Grundsätzlich sieht das Landesarchivgesetz vor, dass alle Unterlagen dem Landesarchiv angeboten werden müssen, wenn sie in der Behörde nicht mehr gebraucht werden. Dennoch wird das Landesarchiv auch bei den digitalen Unterlagen nur einen kleinen Teil dessen übernehmen können, was ihm angeboten wird. Dabei hat sich die Auswahl statistischer Daten stets an den mutmaßlichen Interessen künftiger Benutzer zu orientieren. Inhaltlich bedeutet dies zunächst, dass das Thema auch nach einigen Jahrzehnten noch von einer gewissen Bedeutung sein sollte. Beispielsweise werden die spätmittelalterlichen Bevölkerungslisten noch heute intensiv in den Archiven genutzt. Ähnliches ist von den Volkszählungen 1961, 1970 und 1987 anzunehmen, die in den letzten Jahren ins Landesarchiv übernommen werden konnten. Annehmen können wir, dass auch in Zukunft in Statistiken vor allem ein Abbild von Realitäten gesucht wird. Plausibilisierte Mikrodaten bilden diese Realitäten besser ab als die ihnen vorausgehenden Erhebungsdaten. Auch sollte es möglich sein, die von den Befragten gegebenen Antworten in ihrem ursprünglichen Zusammenhang auszuwerten, also beispielsweise nach dem gleichzeitigen Auftreten von zwei Werten fragen zu können. Aus diesem Grund konzentrieren sich die Aktivitäten des Landesarchivs auf die nicht aggregierten plausibilisierten Mikrodaten. Manche Statistiken sind schon hinreichend über die Veröffentlichungen der Statistischen Ämter beschrieben. Die Entscheidung für eine Archivierung der Mikrodaten muss der Überzeugung folgen, dass diese gegenüber den Veröffentlichungen einen klar erkennbaren Mehrwert enthalten.

Ausblick

Seit dem 1. Januar 2007 ist nun die bereits eingangs erwähnte Vereinbarung zwischen den Statistischen Ämtern und den staatlichen Archivverwaltungen in Kraft. Nach Ablauf einer mindestens 10 Jahre dauernden Verwahrungsfrist sind die Statistiken in einem Archivierungsplan aufzulisten und dem Landesarchiv anzubieten. Das Landesarchiv wird dann die Statistiken bewerten und in Teilen übernehmen.
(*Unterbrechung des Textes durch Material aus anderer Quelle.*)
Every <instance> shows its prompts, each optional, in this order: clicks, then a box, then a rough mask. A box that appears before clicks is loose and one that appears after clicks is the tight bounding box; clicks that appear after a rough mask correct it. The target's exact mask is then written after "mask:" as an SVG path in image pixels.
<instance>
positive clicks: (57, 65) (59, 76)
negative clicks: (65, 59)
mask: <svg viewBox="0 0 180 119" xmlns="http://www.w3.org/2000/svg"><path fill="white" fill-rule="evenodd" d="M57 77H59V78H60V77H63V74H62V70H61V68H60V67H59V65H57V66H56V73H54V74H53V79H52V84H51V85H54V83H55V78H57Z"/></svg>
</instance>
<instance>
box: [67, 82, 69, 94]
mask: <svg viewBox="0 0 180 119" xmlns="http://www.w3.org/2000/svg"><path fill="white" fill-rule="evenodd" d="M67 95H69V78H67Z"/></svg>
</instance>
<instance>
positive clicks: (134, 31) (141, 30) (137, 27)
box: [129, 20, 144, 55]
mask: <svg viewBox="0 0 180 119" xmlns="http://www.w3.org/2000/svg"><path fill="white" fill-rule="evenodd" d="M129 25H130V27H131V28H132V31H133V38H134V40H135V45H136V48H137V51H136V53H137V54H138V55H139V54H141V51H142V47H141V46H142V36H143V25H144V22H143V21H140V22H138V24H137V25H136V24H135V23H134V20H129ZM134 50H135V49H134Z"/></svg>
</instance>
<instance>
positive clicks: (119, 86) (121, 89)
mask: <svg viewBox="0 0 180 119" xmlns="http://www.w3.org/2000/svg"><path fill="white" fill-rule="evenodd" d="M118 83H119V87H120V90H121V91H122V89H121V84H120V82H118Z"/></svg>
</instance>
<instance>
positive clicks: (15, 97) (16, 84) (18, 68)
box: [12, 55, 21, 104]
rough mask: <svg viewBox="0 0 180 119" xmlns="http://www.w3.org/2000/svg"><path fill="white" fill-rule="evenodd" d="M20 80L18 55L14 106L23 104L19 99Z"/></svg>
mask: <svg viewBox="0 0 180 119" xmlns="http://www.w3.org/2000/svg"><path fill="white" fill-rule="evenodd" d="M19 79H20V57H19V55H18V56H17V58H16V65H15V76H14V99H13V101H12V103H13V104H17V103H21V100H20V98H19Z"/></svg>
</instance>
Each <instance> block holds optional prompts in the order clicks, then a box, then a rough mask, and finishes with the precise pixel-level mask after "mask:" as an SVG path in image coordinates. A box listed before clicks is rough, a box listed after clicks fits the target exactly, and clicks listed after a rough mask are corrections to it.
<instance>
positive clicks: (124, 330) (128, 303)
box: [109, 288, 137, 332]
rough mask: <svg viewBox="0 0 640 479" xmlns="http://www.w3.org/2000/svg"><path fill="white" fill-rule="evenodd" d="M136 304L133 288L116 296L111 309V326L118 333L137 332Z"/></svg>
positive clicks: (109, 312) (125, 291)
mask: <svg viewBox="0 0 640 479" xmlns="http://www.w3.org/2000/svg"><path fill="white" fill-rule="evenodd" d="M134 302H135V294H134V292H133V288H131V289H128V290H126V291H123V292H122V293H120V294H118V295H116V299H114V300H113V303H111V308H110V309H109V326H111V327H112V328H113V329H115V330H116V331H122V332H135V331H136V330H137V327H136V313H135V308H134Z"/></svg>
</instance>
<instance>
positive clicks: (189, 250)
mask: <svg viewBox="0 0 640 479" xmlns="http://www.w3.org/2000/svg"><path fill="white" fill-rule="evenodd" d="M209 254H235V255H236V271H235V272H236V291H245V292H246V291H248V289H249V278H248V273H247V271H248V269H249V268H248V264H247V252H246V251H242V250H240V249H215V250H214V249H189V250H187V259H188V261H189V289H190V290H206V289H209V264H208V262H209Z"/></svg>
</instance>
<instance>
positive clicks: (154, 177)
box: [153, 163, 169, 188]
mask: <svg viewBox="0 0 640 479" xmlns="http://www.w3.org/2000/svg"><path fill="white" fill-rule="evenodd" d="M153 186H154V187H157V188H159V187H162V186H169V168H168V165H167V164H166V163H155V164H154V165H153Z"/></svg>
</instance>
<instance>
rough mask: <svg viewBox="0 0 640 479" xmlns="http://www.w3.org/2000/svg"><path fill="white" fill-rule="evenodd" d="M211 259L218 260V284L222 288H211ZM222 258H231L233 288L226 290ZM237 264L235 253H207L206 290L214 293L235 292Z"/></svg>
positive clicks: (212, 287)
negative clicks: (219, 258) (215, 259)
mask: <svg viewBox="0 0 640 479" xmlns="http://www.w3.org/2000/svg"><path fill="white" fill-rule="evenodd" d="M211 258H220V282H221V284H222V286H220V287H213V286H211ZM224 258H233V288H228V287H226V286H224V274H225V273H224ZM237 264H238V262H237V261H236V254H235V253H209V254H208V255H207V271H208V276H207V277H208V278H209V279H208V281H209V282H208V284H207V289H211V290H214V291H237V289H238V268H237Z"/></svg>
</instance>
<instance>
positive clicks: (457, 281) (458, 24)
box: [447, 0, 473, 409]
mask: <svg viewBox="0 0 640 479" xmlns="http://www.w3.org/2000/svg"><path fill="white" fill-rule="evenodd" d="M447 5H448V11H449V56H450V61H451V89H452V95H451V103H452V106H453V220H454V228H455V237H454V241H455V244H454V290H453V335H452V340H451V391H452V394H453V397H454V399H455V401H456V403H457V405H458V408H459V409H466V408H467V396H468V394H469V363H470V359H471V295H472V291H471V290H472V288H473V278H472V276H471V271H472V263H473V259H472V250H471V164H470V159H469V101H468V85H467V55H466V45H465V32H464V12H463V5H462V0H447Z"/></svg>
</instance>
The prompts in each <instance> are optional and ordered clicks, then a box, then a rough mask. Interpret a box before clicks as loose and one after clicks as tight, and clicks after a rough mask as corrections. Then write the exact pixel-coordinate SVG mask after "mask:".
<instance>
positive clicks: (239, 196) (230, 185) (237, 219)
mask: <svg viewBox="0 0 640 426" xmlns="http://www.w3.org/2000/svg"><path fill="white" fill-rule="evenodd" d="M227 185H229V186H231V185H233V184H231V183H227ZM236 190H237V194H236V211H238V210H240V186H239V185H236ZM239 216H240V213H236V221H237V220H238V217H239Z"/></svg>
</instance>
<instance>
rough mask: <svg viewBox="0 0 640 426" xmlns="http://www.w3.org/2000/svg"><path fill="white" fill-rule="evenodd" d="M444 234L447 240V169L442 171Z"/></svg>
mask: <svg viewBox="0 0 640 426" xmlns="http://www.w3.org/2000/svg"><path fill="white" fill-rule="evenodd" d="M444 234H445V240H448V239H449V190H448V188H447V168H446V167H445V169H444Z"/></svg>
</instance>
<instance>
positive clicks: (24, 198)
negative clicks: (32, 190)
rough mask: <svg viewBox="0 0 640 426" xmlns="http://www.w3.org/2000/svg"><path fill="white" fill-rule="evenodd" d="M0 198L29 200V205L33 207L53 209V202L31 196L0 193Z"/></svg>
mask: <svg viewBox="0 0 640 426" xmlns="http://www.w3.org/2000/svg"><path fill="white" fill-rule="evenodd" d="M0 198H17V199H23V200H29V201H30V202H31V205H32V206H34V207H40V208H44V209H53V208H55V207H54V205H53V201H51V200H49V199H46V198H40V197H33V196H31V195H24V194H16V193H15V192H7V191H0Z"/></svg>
Natürlich ist es von Vorteil, wenn die archivierten Statistiken auch über die Grenzen eines Bundeslandes hinaus miteinander verglichen werden können. Aus diesem Grund erarbeitet derzeit eine Arbeitsgruppe der Archivreferentenkonferenz eine Liste archivwürdiger Statistiken. Neben den aktuellen und künftigen Statistiken beschreibt die Rahmenvereinbarung auch das Vorgehen bei Altstatistiken. Geplant ist eine Bestandsaufnahme der sogenannten Altdatenmaterialien. Es bleibt zu hoffen, dass sich bei möglichst vielen historischen Statistiken nicht nur die Primär- sondern auch die erforderlichen Metadaten erhalten haben. Der Archivar kennt gegen den Zahn der Zeit nur eine Medizin: Die Bestandsaufnahme der Altstatistiken, ihre Bewertung und schließlich die Übernahme der archivwürdigen Daten sollte so rasch wie möglich vorgenommen werden.